Please refer to this Kaggle forum post for a description of the solution
Since we only formed team in the last week of the competition, our work are mostly independently and are located in two separated folders respectively (i.e. felix_work
and yoyobar_work
). That said, we have made the pipeline for inference and models reproduction as simple as possible.
Felix:
CPU: Intel i7-13700KF GPU: 3090 x 1 RAM: 64GB
Yoyobar:
CPU: 15 vCPU Intel(R) Xeon(R) Platinum 8375C CPU @ 2.90GHz GPU: 4090 x 1 RAM: 80GB
All requirements should be detailed in environment.yml. Using Anaconda is strongly recommended.
Use the command below to create a new conda environment named vesuvius
where all the necessary packages are installed
conda env create -f environment.yml
conda activate vesuvius
As our work are most done separately, two independent data pipelines are required to run our code.
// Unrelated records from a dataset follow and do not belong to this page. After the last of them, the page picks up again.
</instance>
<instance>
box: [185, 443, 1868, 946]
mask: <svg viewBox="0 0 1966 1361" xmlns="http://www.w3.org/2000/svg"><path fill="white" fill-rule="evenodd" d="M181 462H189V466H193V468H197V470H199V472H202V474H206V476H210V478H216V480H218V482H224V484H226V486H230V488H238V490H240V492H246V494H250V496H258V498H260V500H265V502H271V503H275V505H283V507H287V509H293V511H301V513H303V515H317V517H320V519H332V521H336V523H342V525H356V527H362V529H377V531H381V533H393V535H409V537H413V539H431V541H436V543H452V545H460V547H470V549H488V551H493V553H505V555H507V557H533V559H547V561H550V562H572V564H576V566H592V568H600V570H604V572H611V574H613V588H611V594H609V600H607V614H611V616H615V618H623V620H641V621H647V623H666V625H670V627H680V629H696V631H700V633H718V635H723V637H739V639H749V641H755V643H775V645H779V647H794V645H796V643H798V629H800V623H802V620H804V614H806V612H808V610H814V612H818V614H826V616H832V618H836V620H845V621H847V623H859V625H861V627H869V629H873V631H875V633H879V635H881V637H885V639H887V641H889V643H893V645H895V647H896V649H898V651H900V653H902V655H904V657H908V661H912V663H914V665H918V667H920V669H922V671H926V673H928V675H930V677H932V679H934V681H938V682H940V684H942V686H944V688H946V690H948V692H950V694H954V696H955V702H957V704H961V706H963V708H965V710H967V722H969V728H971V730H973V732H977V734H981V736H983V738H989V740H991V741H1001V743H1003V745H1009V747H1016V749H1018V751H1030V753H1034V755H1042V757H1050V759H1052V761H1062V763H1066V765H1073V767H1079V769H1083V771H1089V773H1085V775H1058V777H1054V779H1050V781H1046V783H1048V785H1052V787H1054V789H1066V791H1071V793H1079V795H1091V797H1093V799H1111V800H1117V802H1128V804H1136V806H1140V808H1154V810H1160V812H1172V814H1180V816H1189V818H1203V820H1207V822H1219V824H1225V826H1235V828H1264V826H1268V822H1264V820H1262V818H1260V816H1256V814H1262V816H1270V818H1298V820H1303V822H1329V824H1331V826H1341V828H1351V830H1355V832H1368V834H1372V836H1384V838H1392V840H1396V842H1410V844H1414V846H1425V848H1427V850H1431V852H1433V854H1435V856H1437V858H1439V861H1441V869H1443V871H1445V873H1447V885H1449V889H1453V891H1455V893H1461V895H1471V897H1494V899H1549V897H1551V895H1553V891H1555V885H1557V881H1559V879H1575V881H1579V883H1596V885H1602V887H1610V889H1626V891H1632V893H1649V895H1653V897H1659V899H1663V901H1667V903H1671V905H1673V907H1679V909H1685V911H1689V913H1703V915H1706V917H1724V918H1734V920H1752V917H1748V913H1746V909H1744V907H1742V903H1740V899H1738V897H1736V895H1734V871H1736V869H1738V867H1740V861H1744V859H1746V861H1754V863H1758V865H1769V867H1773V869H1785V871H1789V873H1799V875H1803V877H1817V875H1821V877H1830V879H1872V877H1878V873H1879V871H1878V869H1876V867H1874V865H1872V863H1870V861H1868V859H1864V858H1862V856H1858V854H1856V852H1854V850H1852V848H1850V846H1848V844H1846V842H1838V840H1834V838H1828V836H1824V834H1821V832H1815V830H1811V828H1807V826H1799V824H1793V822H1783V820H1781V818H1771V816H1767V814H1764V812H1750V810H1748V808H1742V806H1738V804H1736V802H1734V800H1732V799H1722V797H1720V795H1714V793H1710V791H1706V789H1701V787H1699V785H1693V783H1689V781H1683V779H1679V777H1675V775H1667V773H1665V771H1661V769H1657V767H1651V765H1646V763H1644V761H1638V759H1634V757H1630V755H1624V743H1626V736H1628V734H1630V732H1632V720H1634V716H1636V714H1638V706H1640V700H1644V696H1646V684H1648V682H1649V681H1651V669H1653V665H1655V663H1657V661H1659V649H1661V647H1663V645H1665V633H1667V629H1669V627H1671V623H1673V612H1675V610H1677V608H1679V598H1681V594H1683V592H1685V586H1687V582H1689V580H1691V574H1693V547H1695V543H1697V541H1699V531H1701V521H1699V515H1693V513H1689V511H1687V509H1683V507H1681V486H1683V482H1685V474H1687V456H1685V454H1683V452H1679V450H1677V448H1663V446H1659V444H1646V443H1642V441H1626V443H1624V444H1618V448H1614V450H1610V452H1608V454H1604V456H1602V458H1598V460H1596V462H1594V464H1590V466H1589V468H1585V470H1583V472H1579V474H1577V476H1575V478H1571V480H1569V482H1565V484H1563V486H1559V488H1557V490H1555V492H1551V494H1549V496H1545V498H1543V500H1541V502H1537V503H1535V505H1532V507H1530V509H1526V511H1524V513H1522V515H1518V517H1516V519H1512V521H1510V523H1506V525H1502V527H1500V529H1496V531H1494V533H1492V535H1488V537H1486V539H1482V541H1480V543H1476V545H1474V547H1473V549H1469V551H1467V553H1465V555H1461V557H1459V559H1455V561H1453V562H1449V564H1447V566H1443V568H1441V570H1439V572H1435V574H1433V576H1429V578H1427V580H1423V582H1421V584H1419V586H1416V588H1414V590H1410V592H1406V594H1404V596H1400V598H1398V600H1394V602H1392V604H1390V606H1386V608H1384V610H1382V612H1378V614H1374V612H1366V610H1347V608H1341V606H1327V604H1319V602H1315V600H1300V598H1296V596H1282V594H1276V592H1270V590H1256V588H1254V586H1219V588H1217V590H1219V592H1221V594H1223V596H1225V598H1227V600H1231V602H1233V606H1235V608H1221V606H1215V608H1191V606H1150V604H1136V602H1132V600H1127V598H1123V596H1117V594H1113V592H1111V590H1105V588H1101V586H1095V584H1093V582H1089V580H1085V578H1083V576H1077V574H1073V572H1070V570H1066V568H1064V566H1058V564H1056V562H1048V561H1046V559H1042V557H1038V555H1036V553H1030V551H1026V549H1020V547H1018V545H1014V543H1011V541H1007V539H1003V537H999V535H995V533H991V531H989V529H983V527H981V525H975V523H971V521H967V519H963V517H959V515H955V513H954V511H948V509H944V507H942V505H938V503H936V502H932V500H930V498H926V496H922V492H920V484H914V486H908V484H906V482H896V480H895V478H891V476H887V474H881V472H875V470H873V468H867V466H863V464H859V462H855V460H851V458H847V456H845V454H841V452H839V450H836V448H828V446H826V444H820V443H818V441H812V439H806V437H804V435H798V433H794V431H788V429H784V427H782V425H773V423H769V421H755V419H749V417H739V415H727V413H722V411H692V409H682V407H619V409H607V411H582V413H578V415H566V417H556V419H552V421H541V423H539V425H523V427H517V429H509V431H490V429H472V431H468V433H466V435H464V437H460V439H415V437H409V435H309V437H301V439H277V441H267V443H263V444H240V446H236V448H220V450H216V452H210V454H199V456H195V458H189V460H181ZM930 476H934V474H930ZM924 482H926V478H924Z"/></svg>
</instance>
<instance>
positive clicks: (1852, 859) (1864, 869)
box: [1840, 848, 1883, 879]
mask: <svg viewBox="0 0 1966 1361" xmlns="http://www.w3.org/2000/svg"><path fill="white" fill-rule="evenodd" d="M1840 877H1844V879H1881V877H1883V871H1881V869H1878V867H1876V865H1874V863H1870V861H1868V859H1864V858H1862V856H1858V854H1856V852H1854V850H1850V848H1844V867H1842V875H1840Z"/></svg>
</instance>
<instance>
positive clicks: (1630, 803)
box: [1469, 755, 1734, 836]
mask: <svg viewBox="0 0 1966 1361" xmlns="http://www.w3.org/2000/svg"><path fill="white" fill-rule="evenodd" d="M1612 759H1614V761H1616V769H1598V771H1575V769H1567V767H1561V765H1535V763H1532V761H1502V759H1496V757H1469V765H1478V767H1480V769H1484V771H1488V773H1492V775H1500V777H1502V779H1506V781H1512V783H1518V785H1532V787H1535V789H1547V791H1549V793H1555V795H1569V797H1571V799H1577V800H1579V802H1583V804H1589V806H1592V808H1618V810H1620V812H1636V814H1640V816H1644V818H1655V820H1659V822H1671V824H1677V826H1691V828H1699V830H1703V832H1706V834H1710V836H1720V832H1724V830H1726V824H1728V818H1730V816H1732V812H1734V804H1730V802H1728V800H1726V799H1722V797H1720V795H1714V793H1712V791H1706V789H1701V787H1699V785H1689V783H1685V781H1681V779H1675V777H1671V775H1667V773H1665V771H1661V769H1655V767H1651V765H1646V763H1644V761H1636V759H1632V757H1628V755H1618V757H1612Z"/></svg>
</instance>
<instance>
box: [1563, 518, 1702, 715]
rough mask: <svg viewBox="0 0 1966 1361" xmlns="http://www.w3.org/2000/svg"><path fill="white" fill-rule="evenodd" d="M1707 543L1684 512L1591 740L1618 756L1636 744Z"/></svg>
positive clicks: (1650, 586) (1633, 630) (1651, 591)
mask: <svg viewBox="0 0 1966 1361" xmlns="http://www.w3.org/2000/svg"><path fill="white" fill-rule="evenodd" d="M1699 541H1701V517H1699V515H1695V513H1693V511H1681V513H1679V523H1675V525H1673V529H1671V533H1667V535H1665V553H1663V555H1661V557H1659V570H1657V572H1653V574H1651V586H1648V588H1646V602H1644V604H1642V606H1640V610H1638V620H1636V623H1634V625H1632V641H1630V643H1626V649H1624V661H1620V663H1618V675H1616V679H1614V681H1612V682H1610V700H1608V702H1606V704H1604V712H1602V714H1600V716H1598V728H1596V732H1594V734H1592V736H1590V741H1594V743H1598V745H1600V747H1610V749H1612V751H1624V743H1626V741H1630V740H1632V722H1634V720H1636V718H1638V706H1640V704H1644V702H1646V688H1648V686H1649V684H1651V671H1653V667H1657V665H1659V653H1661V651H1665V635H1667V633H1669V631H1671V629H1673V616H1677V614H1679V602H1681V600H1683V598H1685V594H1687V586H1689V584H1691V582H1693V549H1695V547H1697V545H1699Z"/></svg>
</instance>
Please follow the procedure below to place the competition data at the right place.
First download the competition dataset and place them inside felix_work
folder:
$ cd felix_work
$ kaggle competitions download -c vesuvius-challenge-ink-detection
$ unzip vesuvius-challenge-ink-detection.zip
After unzipping, you will see two folders train
and test
that contains the train and test data for the competition are created.
Next, go to yoyobar_work
folder and create symbolic links to point to the competition dataset we just downloaded
$ cd ../yoyobar_work
$ mkdir competition_data
$ cd competition_data
$ ln -s ../../felix_work/train train
$ ln -s ../../felix_work/test test
You will see two symbolic links train
and test
created inside the folder yoyobar_work/competition_data
. We are now ready to run the data transformation pipeline.
Navigate to the project root directory where the Makefile
is located. Issue the following make
command
$ make prepare_data
This is to replicate our final submission notebook (public LB: 0.792859 / private LB: 0.655514).
We have created a kaggle dataset titled vesuvius-8th-place-solution-models
with all the model checkpoints required to run the inference script.
$ kaggle datasets download -d renman/vesuvius-8th-place-solution-models
Unzip vesuvius-8th-place-solution-models
and you will see a final_models
directory that contains all the models checkpoints
$ make run_inference
The submission.csv
file will be generated in the same directory
This is to run the training pipeline to regenerate all the models we have used for inference
$ make reproduce_models
Notice that all reproduced models are automatically being copied to the final_models
directory to be consumed by the inference script. No manual model copy and pasting is required.